We start off with something everyone should be able to agree on: Eliminate corporate tax, seriously. Kos cites Robert Reich for a universal, non-partisan reason to ditch corporate taxation:
But in many cases, depending on the structure of the market, a significant share of the actual burden of paying the corporate income tax is often borne instead by employees in the form of lower wages, or consumers in the form of higher prices.
This is true. No matter how good “corporate taxation” sounds, the reality is that all tax burdens are ultimately born by people.1 The most obvious problem with corporate taxation is that we don’t know who those people are. We do know that some of them are the employees and customers of big corporations, however. For this reason alone, corporate taxation is unconscionable.
Kos then goes on to make another good observation, but unfortunately this one has ideological implications that run directly counter to his belief. US corporate tax2causes multinational companies to stock more than $2.1 trilllion in off-shore accounts.3 If there were no corporate tax, they would bring most of that $2.1 tillion home. Kos calls this “one hell of a stimulus package for the country.” He’s right, but he’s sounding right-wing, and this triggers an intellectual gag reflex in the next paragraph:
However, this isn’t about free money for the corporatists. Fact is, the big companies are good at avoiding taxes by playing offshore finance games, while small businesses end up paying higher tax rates. Aside from the matter of fairness, it’s poor economics, as those small businesses—the driver of most job creation in our economy—could use that tax money to invest in new employees and equipment.
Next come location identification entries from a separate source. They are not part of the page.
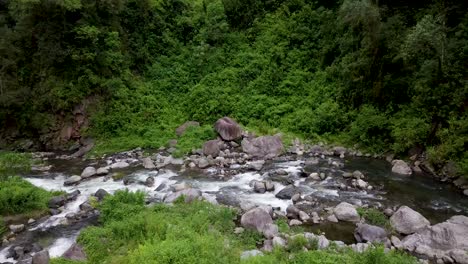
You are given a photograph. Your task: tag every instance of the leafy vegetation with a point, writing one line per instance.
(383, 74)
(198, 232)
(374, 217)
(19, 196)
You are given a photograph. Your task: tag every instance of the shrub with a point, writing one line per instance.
(19, 196)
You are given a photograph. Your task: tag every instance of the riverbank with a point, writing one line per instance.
(304, 187)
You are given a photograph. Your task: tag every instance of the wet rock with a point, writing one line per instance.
(346, 212)
(189, 194)
(303, 216)
(278, 242)
(270, 231)
(102, 171)
(16, 228)
(120, 165)
(292, 212)
(57, 201)
(332, 218)
(322, 242)
(203, 163)
(100, 194)
(396, 242)
(88, 172)
(443, 239)
(75, 252)
(212, 148)
(369, 233)
(251, 253)
(358, 175)
(259, 187)
(255, 165)
(149, 181)
(256, 219)
(228, 129)
(86, 207)
(182, 128)
(73, 195)
(72, 180)
(148, 163)
(41, 257)
(295, 222)
(315, 176)
(407, 221)
(388, 212)
(266, 147)
(287, 192)
(269, 186)
(401, 167)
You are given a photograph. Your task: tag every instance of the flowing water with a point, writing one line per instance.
(434, 200)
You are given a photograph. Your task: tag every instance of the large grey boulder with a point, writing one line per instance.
(212, 148)
(75, 252)
(266, 147)
(257, 219)
(401, 167)
(228, 129)
(88, 172)
(446, 239)
(407, 221)
(41, 257)
(182, 128)
(190, 195)
(346, 212)
(288, 192)
(72, 180)
(369, 233)
(148, 163)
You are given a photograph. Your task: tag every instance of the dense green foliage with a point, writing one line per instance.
(388, 75)
(374, 217)
(12, 163)
(19, 196)
(198, 232)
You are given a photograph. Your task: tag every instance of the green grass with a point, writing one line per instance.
(374, 217)
(18, 196)
(198, 232)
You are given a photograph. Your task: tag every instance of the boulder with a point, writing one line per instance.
(100, 194)
(182, 128)
(256, 218)
(212, 148)
(446, 239)
(72, 180)
(57, 201)
(148, 163)
(288, 192)
(190, 195)
(88, 172)
(369, 233)
(16, 228)
(255, 165)
(41, 257)
(270, 231)
(102, 171)
(401, 167)
(407, 221)
(149, 181)
(228, 129)
(75, 252)
(346, 212)
(266, 147)
(251, 253)
(259, 187)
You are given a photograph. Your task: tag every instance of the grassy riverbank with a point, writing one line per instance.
(198, 232)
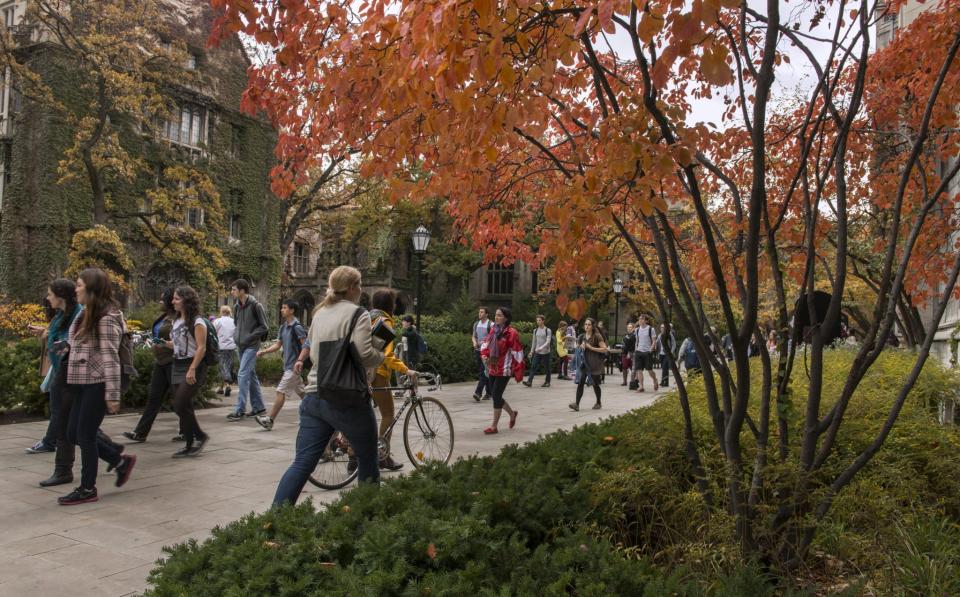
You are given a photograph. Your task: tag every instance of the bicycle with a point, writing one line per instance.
(425, 431)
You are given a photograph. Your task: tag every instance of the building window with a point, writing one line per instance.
(9, 15)
(194, 217)
(187, 127)
(236, 140)
(234, 226)
(301, 259)
(499, 279)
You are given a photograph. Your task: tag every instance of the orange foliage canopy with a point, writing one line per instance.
(535, 128)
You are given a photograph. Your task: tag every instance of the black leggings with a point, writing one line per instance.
(183, 395)
(159, 384)
(498, 383)
(582, 382)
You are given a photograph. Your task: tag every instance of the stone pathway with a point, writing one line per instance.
(107, 548)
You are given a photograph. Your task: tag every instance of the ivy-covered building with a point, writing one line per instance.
(39, 215)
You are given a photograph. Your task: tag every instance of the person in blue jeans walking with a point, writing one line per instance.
(251, 330)
(326, 410)
(540, 351)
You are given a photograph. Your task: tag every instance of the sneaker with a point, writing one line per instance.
(40, 448)
(125, 468)
(78, 496)
(201, 442)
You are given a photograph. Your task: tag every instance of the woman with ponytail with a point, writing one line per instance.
(337, 317)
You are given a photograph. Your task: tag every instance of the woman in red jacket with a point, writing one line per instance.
(502, 353)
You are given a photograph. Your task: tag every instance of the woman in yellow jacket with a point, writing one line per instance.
(382, 304)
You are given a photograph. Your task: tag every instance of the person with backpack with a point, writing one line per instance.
(190, 339)
(688, 354)
(590, 362)
(627, 348)
(226, 328)
(383, 303)
(562, 353)
(666, 345)
(160, 376)
(292, 339)
(503, 355)
(251, 330)
(540, 349)
(481, 329)
(414, 346)
(93, 380)
(644, 355)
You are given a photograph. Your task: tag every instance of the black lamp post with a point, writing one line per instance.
(617, 289)
(421, 238)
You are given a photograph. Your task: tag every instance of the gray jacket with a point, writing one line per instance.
(332, 323)
(251, 323)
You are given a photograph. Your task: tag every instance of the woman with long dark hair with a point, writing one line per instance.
(502, 353)
(162, 373)
(594, 349)
(61, 306)
(189, 344)
(93, 378)
(325, 410)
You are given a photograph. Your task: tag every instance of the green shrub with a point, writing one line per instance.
(20, 376)
(591, 510)
(450, 355)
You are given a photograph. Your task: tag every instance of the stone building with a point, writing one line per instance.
(38, 216)
(887, 28)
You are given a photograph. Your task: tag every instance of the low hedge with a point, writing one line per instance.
(607, 508)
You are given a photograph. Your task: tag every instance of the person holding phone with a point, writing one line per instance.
(93, 379)
(160, 376)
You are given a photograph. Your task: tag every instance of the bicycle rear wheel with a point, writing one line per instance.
(333, 470)
(428, 432)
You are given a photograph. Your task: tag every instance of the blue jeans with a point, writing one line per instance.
(247, 381)
(483, 381)
(318, 420)
(538, 359)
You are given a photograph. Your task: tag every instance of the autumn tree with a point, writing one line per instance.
(128, 70)
(576, 118)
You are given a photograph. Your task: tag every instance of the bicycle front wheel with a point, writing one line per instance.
(334, 469)
(428, 432)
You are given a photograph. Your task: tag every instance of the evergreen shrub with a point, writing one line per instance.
(608, 508)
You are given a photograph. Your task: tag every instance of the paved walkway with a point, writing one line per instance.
(108, 547)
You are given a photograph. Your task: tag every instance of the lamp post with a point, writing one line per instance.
(617, 289)
(421, 238)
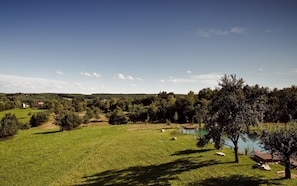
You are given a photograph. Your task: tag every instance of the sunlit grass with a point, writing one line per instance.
(24, 115)
(116, 155)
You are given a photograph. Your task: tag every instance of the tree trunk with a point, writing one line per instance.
(287, 170)
(236, 153)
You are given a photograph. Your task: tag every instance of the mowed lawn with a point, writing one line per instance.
(123, 155)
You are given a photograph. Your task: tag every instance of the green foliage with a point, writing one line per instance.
(282, 141)
(9, 125)
(232, 111)
(117, 117)
(117, 155)
(39, 118)
(68, 121)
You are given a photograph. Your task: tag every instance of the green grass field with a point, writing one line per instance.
(23, 115)
(123, 155)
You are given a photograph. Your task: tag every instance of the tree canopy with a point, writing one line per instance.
(9, 125)
(232, 111)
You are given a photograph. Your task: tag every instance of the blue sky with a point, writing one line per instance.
(123, 46)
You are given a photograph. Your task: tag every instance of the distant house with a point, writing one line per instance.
(40, 104)
(24, 105)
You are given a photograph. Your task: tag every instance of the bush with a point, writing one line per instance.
(9, 125)
(117, 117)
(68, 121)
(39, 118)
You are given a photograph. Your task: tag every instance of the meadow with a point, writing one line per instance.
(132, 154)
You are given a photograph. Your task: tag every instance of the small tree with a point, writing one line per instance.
(68, 121)
(39, 118)
(233, 109)
(117, 117)
(9, 125)
(282, 141)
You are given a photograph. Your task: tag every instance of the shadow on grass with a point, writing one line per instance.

He’s right that small business drives most job creation, but small businesses are usually not C-corps and so they don’t pay corporate taxation. They are pass through organizations, so f you want to lower their tax rate you have to lower the personal income tax rate. The segue from corporate taxation to small business makes no sense.4 Worse than making no sense, however, Kos is digging the hole deeper. Whether he admits it or not, kos is now arguing to eliminate corporate income tax (to get that $2.1 trillion stimulus) and to lower personal income tax (to reduce the tax burden on the small companies that provide most new jobs in this country). This triggers a second intellectual gag reflex:
But of course, this isn’t an effort to starve government, it’s to move the tax burden on those who can actually afford it—tax capital gains at the same levels (if not higher!) than regular income.
Lest he sound like an anti-tax right-winger, kos has to get around to sticking to the man some how. So he proposes that we make it all up in capital gains. This plan has two enormous defects. First of all, taxing capital gains lowers economic growth, which counteracts the stimulus and job-creation effects of the previous arguments he just made. Secondly, the numbers he borrows for his tax plan make no sense:
For example, a tax of $1 on every $400 of stocks traded (0.25%; one-quarter of one percent) and $1 on every $800 of currency and debt trading including derivatives (0.125%, one-eighth of one percent). This fee (tax) would have raised between $750 billion and $1.2 trillion during each of the past five years (2005 – 2009).
He’s saying: “Let’s pretend we taxed stock trades for 5 years and nobody reacted to the taxation.” Not very realistic, is it? The reality is that if you skim 0.25% of every trade off the top, there are going to be a lot less trades. And so we’re gong to raise dramatically less revenue then he suspects and we’re going to undermine the economy-expanding effects of the first two tax-cuts. All because of ideology.
The really sad thing, of course, is that it takes me (a conservative) to point that he if kos really wants to “move the tax burdn on those who can actually afford it” then he should try a consumption tax. Then we’d actually be able to offset some of the losses from the other forms of taxation and actually hit rich consumers. Oh well.